We also explained that J1 had turned from a little boy that would have nothing to do with anyone but members of the family, to really enjoying the company of other people and we felt it would benefit him to continue to encourage that, especially as he get older.
The social worker agreed that his quality of life could be improved by him being awarded Direct Payments and told us she would suggest that we be allocated three hours per week.
We waited about four months. We still had not heard anything. Not being overtly pushy people (we seriously need to learn that we have to be). After much chasing we received a sketchy call saying our Social Worker would come out and visit us.
The visit came around and after a good hour of polite, if somewhat strained chit chat I bit the bullet and asked what was going on with our request.
Denied. You are more than coping on your own. Maybe try again in a few years when your parents are 65.
No one had even given us the courtesy of informing us.
We politely smiled and saw the social worker off. Then the air turned blue around me as I vented my frustration. I went home to my husband and burst into angry tears. I felt we had asked for the absolute bare minimum for him and had been denied - after never asking anything of them in that respect before - even for all the years I had been a single parent with him.
Yes, that was right. I had coped. I had stood up and said I can look after my son. So they say, great you don't need us at all.
The next day, I found I hadn't calmed down as much as I would have hoped. Probably because I didn't feel it was me that had been denied, but my nine year old severely disabled son. So I did what I know how to do best. I channelled my frustration at life, at 'the system' and set about resolving the issues on my own.
I wanted to be able to get a family Gold Pass for the Zoo. We had discussed that if we had been awarded D.P we could have had someone help us push him around the site, therefore it would be possible for just me and my mum to take him. We needed extra man power to get him around the un-level terrain.
A power pack for the wheelchair.
We looked into it. We applied.
We were successful.
We can now take him to the zoo, whenever we like.
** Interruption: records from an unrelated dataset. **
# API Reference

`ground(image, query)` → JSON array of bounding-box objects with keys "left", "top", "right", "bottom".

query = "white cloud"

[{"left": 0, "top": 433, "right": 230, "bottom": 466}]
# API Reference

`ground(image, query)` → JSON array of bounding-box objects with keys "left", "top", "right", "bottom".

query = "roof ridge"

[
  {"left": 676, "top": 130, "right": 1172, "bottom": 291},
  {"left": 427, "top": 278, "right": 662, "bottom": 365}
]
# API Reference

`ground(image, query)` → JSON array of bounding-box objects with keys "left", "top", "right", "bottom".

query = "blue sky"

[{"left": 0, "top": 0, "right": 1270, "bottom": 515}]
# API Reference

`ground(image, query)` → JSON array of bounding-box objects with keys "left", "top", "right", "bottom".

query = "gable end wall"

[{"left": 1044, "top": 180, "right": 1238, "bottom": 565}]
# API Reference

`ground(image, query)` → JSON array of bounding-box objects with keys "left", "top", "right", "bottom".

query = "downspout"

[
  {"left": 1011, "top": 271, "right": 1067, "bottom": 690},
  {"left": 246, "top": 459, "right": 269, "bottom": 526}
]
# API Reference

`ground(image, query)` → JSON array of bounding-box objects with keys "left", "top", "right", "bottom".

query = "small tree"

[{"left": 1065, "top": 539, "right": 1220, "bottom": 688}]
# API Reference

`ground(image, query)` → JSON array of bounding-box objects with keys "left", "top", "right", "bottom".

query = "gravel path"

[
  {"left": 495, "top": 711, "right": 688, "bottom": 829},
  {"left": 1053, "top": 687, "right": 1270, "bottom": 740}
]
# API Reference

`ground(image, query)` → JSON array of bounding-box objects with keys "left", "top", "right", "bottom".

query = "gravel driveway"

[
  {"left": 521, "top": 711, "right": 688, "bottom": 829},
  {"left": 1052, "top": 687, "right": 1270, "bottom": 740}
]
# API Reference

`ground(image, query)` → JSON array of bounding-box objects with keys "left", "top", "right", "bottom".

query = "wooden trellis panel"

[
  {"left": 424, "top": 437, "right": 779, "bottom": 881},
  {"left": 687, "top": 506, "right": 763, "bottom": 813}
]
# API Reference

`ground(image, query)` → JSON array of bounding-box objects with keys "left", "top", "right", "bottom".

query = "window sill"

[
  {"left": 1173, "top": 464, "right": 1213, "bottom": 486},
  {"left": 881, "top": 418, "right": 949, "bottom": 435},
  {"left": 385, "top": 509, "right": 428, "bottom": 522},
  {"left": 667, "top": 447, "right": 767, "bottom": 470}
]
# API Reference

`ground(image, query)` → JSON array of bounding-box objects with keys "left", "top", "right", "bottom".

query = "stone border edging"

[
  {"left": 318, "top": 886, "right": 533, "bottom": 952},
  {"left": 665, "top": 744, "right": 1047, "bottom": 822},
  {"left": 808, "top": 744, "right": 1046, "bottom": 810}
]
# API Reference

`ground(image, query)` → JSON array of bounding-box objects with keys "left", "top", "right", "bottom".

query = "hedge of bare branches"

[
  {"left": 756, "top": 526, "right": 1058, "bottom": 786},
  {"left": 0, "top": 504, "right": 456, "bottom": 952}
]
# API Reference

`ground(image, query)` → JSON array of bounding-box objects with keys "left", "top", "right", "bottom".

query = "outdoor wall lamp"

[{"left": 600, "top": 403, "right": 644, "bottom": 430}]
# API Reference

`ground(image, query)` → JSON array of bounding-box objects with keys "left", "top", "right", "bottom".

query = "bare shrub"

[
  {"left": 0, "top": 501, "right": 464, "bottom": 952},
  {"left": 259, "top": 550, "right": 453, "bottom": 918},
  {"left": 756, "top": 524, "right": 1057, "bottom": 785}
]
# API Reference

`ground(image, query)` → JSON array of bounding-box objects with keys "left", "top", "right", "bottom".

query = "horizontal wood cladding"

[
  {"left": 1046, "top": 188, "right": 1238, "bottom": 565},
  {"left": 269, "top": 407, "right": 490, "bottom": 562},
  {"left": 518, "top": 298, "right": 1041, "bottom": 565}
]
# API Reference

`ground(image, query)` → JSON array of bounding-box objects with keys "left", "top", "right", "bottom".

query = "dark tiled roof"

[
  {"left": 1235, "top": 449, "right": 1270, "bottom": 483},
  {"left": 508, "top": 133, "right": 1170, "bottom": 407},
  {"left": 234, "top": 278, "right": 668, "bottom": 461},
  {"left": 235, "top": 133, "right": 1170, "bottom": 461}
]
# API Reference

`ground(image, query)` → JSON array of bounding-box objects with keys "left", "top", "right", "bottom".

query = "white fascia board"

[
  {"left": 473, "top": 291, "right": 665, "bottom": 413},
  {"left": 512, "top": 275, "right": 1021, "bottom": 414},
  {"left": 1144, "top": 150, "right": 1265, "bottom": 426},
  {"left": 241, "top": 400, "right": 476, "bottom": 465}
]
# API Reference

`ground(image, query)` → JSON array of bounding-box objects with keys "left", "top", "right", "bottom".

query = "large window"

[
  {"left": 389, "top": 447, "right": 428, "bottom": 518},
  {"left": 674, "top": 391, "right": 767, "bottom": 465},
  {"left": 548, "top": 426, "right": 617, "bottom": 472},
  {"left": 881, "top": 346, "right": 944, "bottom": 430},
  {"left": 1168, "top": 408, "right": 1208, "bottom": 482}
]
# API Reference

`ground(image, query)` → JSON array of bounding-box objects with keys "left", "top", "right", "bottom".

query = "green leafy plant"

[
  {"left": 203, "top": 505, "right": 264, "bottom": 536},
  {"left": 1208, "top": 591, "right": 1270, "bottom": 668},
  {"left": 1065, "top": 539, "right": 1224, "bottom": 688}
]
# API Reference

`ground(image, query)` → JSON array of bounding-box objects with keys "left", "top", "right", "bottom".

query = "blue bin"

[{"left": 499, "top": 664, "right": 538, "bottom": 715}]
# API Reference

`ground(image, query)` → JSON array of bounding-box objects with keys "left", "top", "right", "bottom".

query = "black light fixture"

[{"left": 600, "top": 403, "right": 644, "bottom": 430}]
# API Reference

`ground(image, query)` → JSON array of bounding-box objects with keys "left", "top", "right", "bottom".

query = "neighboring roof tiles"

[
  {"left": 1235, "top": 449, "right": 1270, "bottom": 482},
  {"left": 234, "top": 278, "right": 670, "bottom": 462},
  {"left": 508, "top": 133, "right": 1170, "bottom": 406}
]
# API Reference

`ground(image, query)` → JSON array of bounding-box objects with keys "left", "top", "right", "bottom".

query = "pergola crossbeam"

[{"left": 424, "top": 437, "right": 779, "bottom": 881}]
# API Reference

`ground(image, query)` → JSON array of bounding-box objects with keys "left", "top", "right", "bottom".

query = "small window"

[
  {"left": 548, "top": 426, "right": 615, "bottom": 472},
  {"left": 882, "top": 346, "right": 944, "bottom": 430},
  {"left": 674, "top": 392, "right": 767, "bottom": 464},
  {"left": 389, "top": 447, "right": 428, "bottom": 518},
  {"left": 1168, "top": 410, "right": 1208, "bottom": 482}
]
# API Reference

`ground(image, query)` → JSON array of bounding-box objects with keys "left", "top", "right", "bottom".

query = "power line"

So on a 'bonus' pleasant day, when before we would have said 'It's a shame we can't go to the Zoo.' We can.
We thought about the bike issue. J1 had loved the adapted bike at Centre Parcs but they are so expensive we had always been hesitant about approaching a charity for help with one. Fuelled by the need to make up for what he had lost out on we booked a rep and had a fun morning with the suitable options.
That afternoon we filled in our submission and once we had our quote and supporting letters from the relevant professionals we posted it and crossed our fingers. There was quite a lot of back and forth with the application but you can imagine our sheer delight when we got a positive outcome. The charities were helpful and understanding. And when we told J1 about the news hearing him say 'Can I have a red one?' made me realise that it was all worth it. For Christmas santa delivered a ride cycle helmet and a matching red bell.
Those two things will make a huge difference to us all. But most of all it is enabling J1 to experience childhood activities, such as going to the Zoo and for a bike ride, like every child should be able to enjoy.
No bureaucratic department is going to stop us from achieving that for our son.
Now we are waiting for our new Scout hut to open and although it will probably have to be my husband or dad that attends with him I think he will really enjoy it. I am looking into the possibility of getting him a wheelchair platform swing for the garden. We have also discovered some great offers at our local bowling alley for mid-week lanes.
And J1 does love a game of bowling... even if it is only with his family.